IHCA patients diagnosed as having COVID-19 were also at higher risk for death than their uninfected peers (OR, 2.27); the corresponding HR was 1.48. Adjusted 30-day survival in IHCA COVID-19 patients was 23.1%, versus 39.5% in uninfected patients and 36.4% before the pandemic. Most (60.5%) IHCA COVID-19 patients died within 24 hours of hospitalization.
Of OHCA patients, 20.4% had shockable heart rhythms, compared with 25.9% for those with IHCA. A total of 1,746 OHCA patients (89.7%) and 680 IHCA patients (63.0%) died. Compared with before the pandemic, the rate of patients released from the hospital alive fell from 38.9% to 33.0%. As of Jul 20, no COVID-19 patients with cardiac arrest had been released alive, and only four patients (4.5%) survived to 30 days.
While the improved survival rate for non-coronavirus patients with OHCA or IHCA was not statistically significant, if there had been an improvement, it could have been due in part to the 8.2% increase in witnessed cardiac arrest and the 47% increase in witness use of defibrillators, the authors say.
Compared with the prepandemic period, COVID-19 nearly tripled the risk of dying of OHCA, rising 4.5-fold for men and by a third for women. The risk of death after an IHCA more than doubled, increasing by half in men and more than nine times in women.
The share of OHCAs caused by breathing problems increased 2.7-fold during the pandemic, while the use of compression-only cardiopulmonary resuscitation (CPR) rose 8.6%. At the same time, the proportion of people treated with both chest compression and mouth-to-mouth resuscitation declined from 33% before the pandemic to 23%.

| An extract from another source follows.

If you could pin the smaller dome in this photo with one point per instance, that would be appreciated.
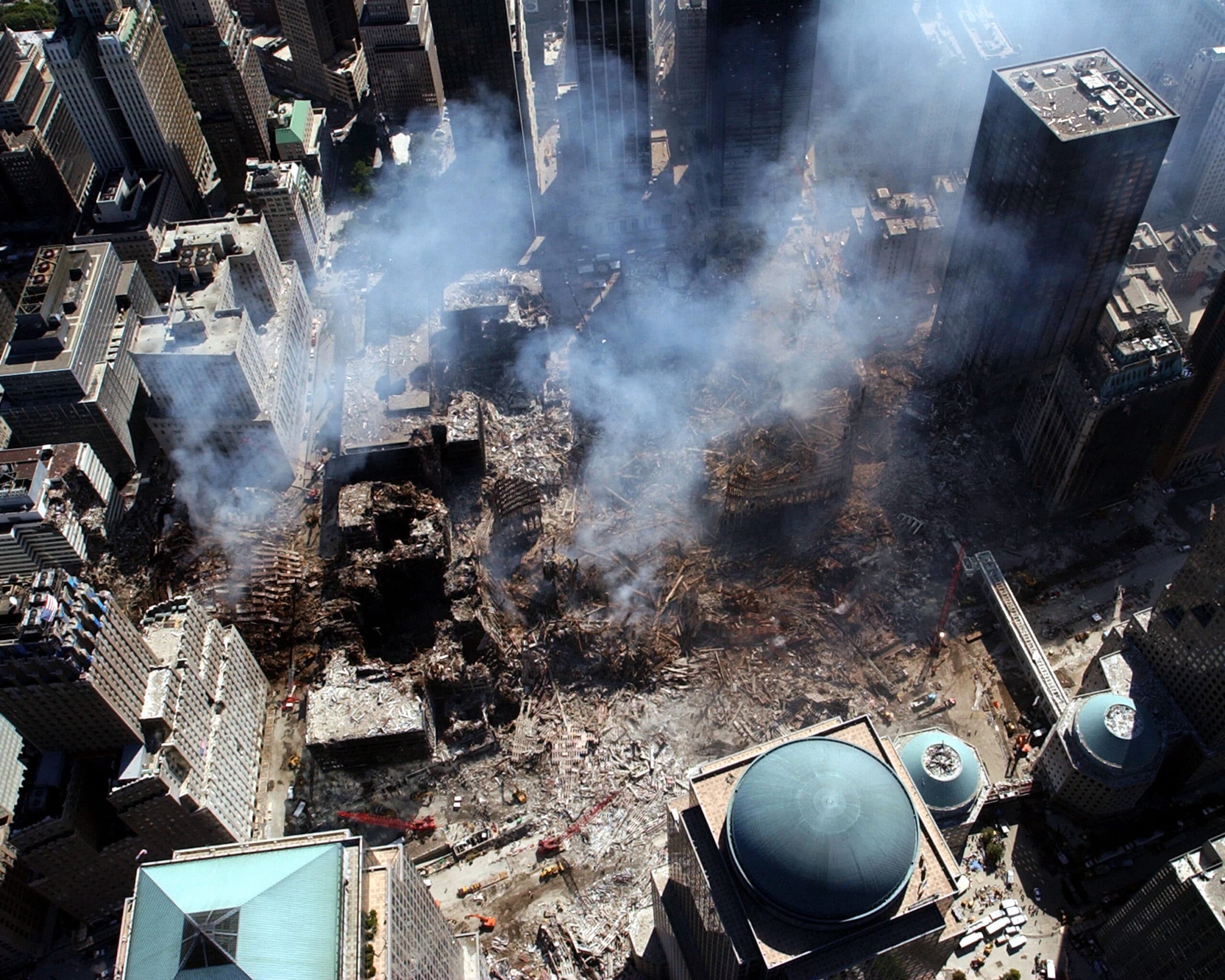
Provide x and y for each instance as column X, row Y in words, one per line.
column 1118, row 733
column 945, row 769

The authors noted that this may have been caused in part by guidelines issued in March 2020 by the European Resuscitation Council and the Swedish Resuscitation Council that advised witnesses of cardiac arrest in someone suspected to have COVID-19 to avoid mouth-to-mouth resuscitation and concentrate on chest compressions.
Coauthor Araz Rawshani, MD, PhD, of the University of Gothenburg, said in a European Society of Cardiology press release that while bystander compression-only CPR may be as effective as combined compressions and mouth-to-mouth resuscitation in other patients, it may not be the case for those with COVID-19, who have respiratory failure.
Rawshani said the study also revealed that fewer hospitalized COVID-19 patients were being monitored with electrocardiograms (ECGs), which can save lives by immediately alerting staff to a cardiac arrest. “We believe that COVID-19 patients should be monitored with ECGs and monitored for oxygen saturation, as this would allow for prompt recognition of irregular heartbeats and declining oxygen saturation,” he said.